New data released today by Lumi, the global specialist in delivering compliant shareholder and member Annual General Meetings, reveals shareholder engagement and attendance at AGMs worldwide reached a record high in H1 2022.

Analysing over 4,700 meetings, the Lumi data shows the average number of shareholders per meeting more than doubled in the first half of this year, a 134% increase compared to the same period last year.

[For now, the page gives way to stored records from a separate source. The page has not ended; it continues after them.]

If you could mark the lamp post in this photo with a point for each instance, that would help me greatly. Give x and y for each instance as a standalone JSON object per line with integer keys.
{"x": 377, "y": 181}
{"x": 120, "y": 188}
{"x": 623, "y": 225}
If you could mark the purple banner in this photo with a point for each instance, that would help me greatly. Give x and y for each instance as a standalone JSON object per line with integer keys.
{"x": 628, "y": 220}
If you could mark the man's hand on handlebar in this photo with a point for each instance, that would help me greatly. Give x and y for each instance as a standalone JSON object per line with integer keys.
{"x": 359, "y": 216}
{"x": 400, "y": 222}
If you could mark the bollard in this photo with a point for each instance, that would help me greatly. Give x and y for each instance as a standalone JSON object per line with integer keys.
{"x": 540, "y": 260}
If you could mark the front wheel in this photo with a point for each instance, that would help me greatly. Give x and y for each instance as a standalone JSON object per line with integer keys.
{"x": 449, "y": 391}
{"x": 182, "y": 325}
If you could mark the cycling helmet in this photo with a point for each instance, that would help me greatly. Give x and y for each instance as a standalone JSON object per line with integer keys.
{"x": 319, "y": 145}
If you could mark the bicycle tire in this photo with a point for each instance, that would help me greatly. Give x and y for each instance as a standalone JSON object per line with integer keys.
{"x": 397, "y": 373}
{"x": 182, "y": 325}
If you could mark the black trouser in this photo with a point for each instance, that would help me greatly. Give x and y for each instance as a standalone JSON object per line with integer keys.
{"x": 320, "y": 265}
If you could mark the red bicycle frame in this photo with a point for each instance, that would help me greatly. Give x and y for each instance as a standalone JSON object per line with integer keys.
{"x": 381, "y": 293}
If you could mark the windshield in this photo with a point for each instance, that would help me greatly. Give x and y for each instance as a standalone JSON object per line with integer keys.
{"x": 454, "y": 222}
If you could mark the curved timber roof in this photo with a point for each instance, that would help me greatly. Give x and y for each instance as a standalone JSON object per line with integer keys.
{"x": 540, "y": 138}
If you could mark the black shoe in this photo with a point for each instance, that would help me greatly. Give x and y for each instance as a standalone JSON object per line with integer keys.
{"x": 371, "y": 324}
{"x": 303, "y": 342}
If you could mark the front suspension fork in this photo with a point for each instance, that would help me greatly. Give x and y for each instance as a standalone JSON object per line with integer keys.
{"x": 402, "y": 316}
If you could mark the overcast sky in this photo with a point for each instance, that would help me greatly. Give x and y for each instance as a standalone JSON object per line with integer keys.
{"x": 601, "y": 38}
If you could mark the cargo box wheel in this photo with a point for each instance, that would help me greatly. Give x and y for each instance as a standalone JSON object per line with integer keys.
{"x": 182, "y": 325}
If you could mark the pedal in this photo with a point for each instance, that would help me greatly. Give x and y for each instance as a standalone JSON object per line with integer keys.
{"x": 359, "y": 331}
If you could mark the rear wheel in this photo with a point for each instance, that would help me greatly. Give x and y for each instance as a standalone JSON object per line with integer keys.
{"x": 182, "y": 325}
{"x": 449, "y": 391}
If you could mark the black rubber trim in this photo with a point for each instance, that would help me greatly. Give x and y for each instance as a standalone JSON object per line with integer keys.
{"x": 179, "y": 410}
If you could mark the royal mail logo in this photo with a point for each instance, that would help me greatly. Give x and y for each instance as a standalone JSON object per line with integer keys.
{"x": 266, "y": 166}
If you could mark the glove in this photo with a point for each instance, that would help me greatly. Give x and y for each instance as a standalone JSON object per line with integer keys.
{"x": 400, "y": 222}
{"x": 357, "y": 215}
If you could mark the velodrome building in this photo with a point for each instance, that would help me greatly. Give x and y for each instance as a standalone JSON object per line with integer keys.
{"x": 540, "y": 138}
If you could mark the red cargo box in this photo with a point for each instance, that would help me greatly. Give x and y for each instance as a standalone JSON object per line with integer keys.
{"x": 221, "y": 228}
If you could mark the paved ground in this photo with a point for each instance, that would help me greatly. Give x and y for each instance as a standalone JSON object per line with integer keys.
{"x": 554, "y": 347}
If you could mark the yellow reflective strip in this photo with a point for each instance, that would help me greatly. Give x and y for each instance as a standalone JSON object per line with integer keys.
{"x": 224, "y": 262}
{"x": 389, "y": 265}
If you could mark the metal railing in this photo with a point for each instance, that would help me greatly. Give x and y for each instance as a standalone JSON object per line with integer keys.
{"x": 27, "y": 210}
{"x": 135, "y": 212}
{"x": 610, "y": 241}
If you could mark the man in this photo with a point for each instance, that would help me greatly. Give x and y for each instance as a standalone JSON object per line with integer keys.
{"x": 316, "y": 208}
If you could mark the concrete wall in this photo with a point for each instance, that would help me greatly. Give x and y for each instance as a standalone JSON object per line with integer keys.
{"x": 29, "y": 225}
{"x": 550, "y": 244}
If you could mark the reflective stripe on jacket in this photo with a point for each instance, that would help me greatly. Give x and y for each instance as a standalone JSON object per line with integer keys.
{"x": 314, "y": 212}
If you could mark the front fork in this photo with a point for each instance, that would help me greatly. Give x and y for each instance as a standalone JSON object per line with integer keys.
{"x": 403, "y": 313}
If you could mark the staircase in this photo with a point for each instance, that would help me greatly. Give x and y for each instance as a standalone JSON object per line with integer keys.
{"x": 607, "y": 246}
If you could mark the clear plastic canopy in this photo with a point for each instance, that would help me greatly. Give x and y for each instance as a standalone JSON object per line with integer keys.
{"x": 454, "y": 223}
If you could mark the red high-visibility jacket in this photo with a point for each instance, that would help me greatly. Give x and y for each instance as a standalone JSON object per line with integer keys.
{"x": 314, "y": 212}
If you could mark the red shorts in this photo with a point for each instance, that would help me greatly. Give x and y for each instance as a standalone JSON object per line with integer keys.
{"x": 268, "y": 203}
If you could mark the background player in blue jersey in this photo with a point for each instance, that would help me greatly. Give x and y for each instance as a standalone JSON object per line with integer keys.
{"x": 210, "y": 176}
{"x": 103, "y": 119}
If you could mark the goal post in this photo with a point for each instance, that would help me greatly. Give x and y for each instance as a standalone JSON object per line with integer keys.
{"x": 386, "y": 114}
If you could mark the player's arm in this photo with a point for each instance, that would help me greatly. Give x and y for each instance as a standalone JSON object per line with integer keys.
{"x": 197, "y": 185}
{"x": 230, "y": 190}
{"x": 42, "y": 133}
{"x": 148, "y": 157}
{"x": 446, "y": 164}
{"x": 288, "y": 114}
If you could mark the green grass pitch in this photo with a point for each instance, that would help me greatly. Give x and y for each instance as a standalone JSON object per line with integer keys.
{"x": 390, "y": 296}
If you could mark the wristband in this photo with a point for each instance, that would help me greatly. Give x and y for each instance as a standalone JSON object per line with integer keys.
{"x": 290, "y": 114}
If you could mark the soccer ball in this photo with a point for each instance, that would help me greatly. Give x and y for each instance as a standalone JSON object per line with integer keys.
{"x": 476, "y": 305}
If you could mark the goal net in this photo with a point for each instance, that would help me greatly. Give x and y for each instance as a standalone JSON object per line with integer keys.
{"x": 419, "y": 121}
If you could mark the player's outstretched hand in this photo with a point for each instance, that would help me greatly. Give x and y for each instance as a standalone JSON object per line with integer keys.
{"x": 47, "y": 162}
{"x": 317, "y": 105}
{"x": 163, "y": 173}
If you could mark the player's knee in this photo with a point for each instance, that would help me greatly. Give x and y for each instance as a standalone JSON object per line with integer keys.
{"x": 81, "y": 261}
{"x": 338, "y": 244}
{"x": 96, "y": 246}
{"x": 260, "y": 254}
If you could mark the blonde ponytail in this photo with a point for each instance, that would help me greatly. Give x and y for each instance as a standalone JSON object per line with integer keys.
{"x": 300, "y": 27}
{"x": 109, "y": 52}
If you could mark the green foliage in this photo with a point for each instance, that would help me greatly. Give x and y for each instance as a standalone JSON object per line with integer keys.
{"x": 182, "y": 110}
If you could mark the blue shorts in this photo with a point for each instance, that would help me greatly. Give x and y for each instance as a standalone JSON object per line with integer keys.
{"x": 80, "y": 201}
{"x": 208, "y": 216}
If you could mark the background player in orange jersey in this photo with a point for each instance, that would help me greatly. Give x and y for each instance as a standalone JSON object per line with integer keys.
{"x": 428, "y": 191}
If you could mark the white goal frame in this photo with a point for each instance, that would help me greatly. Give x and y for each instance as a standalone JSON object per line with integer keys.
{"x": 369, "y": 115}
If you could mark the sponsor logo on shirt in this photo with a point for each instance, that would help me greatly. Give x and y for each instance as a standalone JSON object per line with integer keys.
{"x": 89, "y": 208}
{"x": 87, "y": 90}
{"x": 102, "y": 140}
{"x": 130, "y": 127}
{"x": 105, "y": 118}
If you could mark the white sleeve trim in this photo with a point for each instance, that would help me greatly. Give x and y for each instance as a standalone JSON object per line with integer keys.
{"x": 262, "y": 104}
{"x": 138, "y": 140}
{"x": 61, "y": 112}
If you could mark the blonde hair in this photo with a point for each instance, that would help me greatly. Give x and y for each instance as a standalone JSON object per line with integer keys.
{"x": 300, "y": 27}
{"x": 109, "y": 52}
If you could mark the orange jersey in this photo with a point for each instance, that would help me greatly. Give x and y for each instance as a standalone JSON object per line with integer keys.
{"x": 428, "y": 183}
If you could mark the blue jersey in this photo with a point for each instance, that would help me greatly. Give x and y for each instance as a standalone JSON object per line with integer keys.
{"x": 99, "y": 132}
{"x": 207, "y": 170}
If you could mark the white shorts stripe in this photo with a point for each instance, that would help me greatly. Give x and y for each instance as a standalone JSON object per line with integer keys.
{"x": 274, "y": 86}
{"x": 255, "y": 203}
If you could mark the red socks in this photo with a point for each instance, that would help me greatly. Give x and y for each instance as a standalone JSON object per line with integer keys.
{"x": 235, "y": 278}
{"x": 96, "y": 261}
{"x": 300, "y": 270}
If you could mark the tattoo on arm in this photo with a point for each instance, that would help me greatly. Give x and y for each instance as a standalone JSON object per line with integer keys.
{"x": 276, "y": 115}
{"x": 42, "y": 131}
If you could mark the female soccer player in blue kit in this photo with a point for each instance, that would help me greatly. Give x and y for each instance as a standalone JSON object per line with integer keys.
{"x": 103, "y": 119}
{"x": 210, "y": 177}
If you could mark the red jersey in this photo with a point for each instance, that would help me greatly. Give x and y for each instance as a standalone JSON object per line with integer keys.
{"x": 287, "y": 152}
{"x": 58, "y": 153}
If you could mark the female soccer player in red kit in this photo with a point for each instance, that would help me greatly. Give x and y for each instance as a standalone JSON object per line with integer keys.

Engagement at AGMs has also reached record levels with the average number of messages being sent in meetings growing 25% compared to H1 2021.

Virtual and hybrid meetings continue to be the most popular and engaging format in 2022. Just under two thirds (65%) of AGMs in the first half of this year were run virtually, 22% were hybrid and only 15% took place completely in-person.

“The shareholder voice is louder than ever and we’re seeing the highest levels of participation and engagement we’ve ever seen. In particular, we’re pleased to see more retail shareholders and a wider demographic of younger, engaged investors interested in attending AGMs.” said Kerry Leighton-Bailey, Director of Shareholder Engagement at Lumi.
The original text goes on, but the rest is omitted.